The environmental initiatives launched by Apple include a multi-year project with the World Wildlife Fund to increase responsibly managed forests across China.
Cook attracted more than 200,000 followers in the first two hours after he appeared on Weibo. His first post was immediately commented on over 30,000 times and forwarded more than 20,000 times.
But it was obviously not the environmental programs that people are interested in.
Some wondered if the CEO would be generous enough to hand out some free iPhones to his Chinese followers.
"It's long tradition in Weibo that a person would give iPhones to his followers if his followers reach 10,000. Hope you won't break it," one joked.
Others wanted to know why Cook used a smaller screen iPhone 6 over an iPhone 6 Plus as his post suggested he sent the message through an iPhone 6.
Cook's move to open an account on Weibo came after Apple released its latest batch of quarterly earnings last week, which showed the company for the first time sold more iPhones in China than in the US.
Apple reported net income of $13.6 billion on revenue of $58 billion in the quarter that ended March 28 ? year-on-year gains of 33.3 percent and 27.2 percent, respectively.
Most of Apple's revenue came from the Americas, where it reported $21.3 billion in sales. But a growing portion of that total, $16.8 billion, came from sales on the Chinese mainland, Hong Kong and Taiwan.
Cook has said that China's expanding middle class is fueling iPhone sales there.

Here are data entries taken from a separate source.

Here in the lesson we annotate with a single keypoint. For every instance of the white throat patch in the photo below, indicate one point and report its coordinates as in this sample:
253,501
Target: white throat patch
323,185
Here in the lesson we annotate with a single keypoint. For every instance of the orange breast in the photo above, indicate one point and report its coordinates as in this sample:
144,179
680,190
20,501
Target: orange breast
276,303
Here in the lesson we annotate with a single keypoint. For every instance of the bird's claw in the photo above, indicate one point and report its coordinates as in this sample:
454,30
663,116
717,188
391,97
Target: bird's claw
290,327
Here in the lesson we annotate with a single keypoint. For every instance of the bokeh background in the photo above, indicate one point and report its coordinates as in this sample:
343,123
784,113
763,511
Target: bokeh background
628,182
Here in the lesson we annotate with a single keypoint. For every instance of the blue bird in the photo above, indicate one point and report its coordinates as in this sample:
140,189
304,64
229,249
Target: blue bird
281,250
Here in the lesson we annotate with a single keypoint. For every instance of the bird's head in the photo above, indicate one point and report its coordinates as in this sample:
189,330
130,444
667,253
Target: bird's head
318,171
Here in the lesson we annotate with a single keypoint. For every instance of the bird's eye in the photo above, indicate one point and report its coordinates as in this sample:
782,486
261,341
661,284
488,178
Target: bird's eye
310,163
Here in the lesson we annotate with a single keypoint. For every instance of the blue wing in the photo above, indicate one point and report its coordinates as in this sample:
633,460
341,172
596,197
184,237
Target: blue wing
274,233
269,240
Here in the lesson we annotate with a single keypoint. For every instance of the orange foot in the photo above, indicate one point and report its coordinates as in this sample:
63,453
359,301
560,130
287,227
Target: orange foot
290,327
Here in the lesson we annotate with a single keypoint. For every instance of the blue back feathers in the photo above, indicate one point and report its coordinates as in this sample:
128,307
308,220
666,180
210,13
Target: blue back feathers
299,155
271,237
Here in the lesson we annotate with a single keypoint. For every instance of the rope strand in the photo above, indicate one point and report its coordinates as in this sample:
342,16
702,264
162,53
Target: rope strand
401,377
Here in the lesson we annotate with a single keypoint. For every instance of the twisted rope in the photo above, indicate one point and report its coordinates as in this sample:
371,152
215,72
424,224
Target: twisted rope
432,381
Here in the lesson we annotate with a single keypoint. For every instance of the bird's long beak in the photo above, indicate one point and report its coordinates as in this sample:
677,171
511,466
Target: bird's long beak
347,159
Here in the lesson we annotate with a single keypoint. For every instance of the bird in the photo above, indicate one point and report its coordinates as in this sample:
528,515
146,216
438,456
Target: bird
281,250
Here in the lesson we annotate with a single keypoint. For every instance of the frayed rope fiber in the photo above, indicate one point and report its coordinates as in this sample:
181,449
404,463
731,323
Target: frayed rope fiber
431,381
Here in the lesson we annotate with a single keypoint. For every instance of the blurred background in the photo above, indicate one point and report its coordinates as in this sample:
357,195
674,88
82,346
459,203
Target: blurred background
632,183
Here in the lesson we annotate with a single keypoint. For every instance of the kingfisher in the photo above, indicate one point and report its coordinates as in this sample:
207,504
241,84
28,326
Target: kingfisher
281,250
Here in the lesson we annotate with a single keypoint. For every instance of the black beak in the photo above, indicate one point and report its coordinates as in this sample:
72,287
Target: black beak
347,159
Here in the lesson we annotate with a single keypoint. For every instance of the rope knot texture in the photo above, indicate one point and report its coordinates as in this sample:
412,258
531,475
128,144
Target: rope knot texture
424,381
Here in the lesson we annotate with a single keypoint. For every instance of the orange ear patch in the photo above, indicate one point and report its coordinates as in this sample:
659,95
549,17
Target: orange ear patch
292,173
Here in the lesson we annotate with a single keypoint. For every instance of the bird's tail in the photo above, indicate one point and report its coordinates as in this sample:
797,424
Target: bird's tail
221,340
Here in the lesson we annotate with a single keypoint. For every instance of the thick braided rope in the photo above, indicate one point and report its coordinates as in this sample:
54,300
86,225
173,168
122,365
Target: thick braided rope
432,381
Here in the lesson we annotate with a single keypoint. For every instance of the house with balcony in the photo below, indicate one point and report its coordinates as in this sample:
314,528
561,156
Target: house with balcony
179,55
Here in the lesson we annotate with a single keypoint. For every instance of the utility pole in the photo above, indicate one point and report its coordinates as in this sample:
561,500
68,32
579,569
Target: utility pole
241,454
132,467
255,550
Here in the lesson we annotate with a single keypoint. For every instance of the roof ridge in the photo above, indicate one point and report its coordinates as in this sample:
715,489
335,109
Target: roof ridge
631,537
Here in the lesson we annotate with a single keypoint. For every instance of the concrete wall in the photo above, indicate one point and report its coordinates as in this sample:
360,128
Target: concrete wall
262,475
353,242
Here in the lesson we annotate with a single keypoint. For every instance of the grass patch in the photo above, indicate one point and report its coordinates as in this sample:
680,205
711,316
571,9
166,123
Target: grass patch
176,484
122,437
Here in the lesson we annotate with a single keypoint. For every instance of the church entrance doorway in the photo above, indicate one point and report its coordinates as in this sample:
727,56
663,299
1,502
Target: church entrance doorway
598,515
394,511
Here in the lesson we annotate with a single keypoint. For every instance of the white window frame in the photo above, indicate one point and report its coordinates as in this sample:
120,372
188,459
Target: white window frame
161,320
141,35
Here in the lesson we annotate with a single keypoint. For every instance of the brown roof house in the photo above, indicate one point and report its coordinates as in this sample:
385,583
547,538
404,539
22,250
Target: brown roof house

According to new data by market researcher International Data Corporation on Monday, Apple has overtaken China's Xiaomi to become for the first time the largest vendor of smartphones in the Chinese market..
Apple grasped 14.7 percent of market share in the first quarter of 2015, surpassing Xiaomi, which had a 13.7-percent share.
The two companies were followed by state-owned Huawei, then Samsung and Lenovo.